Graduate Student Stories of Living with an Ab d all but Dissertation Status

This is my husband’s story. I finished my dissertation, so I am a Ph.D. My husband is A B.D. However, for all practical purposes, he might as well be an M.A. even though he completed all of his doctoral course work. All he ever needed to do was write his dissertation.

Was the problem that he couldn’t write? Absolutely not. In fact, he is actually a much better writer than I am. He can churn out pages of quite readable academic prose much faster than I can. He doesn’t even need to rewrite-as I do. I remember typing up term papers of his that he wrote out in longhand while watching television-no revisions necessary. It was infuriating. However, I have my Ph.D. and he is A.B.D.

Was there any pressing work requirement? Was he busy with a full-time job? No. My husband worked as a teaching assistant while doing his doctoral course work. His teaching load was only part-time when he finished his course work and started his dissertation. I was working full-time as I was finishing up my dissertation.

Did he have a health problem? No. He is definitely healthier than I am-both mentally and physically.

Was it lack of motivation? Nope. He is still extremely enthusiastic about his topic in educational leadership.

So, why didn’t he finish his dissertation? Why is he still A.B.D? His problem, I believe, is more common than is typically reported by other A.B.D. students. It’s politics. Yes, politics-academic politics.

My husband has very strong views about certain educational issues and he wished to examine these issues in his dissertation. Unfortunately, as he progressed through his doctoral program, he discovered, that his advisor (in fact every faculty member in his department) held far different views than he did and she made it clear that she would not allow him to investigate the issues he wished to examine. If he wanted to write a dissertation, he would have to write on a topic that coincided with her world view. He decided that he couldn’t in good conscience do that. So he quit.

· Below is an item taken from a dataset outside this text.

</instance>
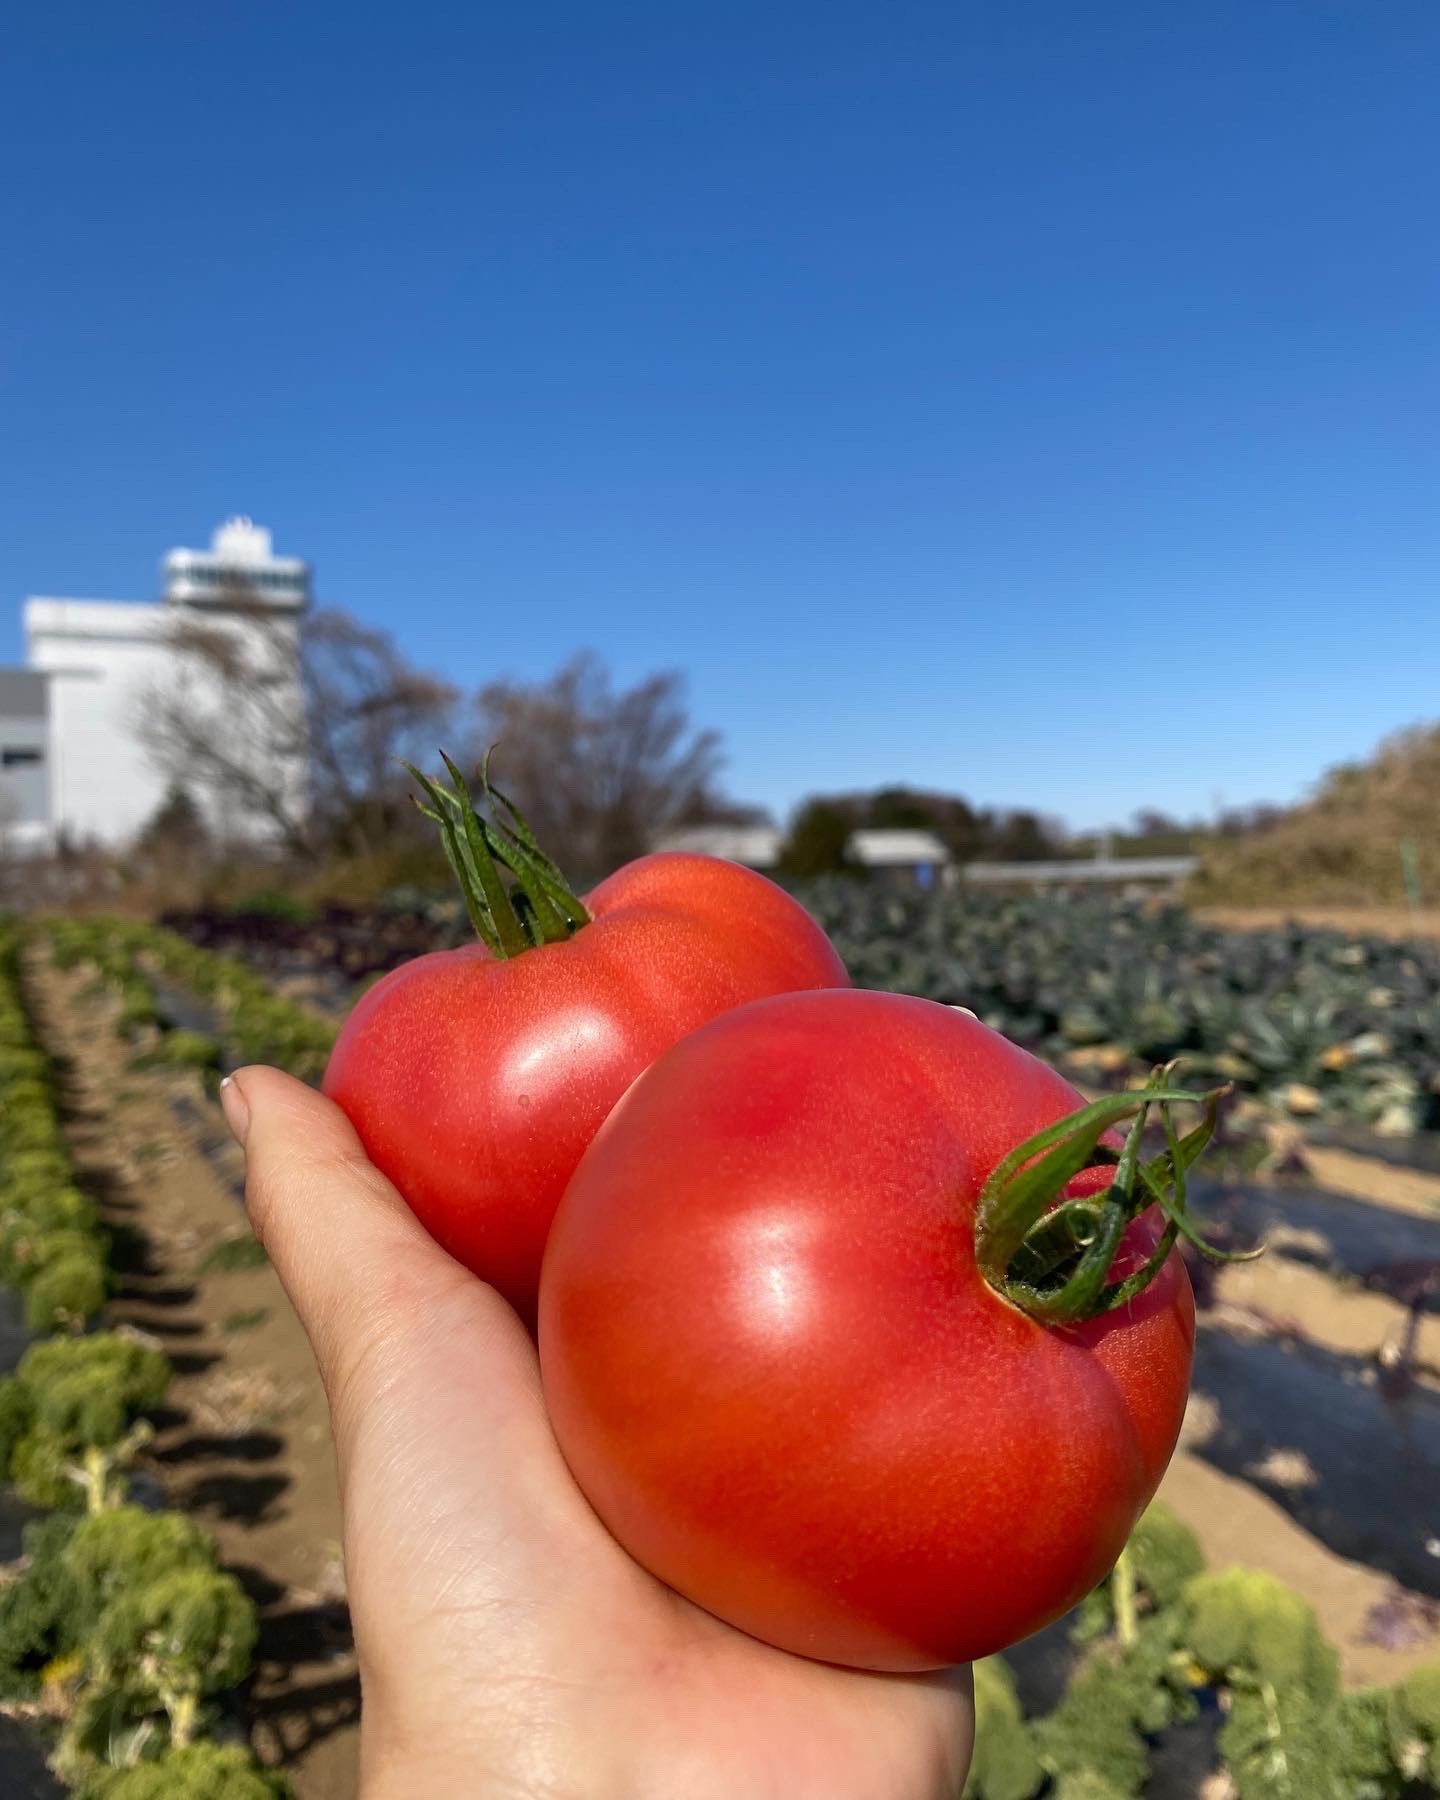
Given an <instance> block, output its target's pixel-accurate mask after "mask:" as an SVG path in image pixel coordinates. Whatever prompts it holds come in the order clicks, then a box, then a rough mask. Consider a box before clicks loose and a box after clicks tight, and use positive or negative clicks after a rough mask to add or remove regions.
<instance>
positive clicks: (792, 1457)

I have always found the entire idea that academic politics could prevent students from pursuing and completing their graduate education a difficult one to swallow. However, my graduate degrees are in a field that has not historically been very political in nature. On the other hand, my husband’s discipline-Education-and some other disciplines such as English and Women’s Studies, for example, have been and are becoming more and more political in nature every year. Students who do not accept the political views of their professors will find it difficult if not impossible to make it through doctoral programs in these fields.

I tell you my husband’s story as a warning. Doctoral programs are not like undergraduate programs. You work very closely with your adviser for a long period of time. If your doctoral adviser doesn’t like you or your ideas-for whatever reason-you can forget getting that Ph.D. Oh, and don’t suggest transferring to another university. It is practically impossible to start at a new institution when you are A.B.D. You would need a glowing recommendation from your adviser, and no adviser is going to give you that if you cross them in such an egregious manner.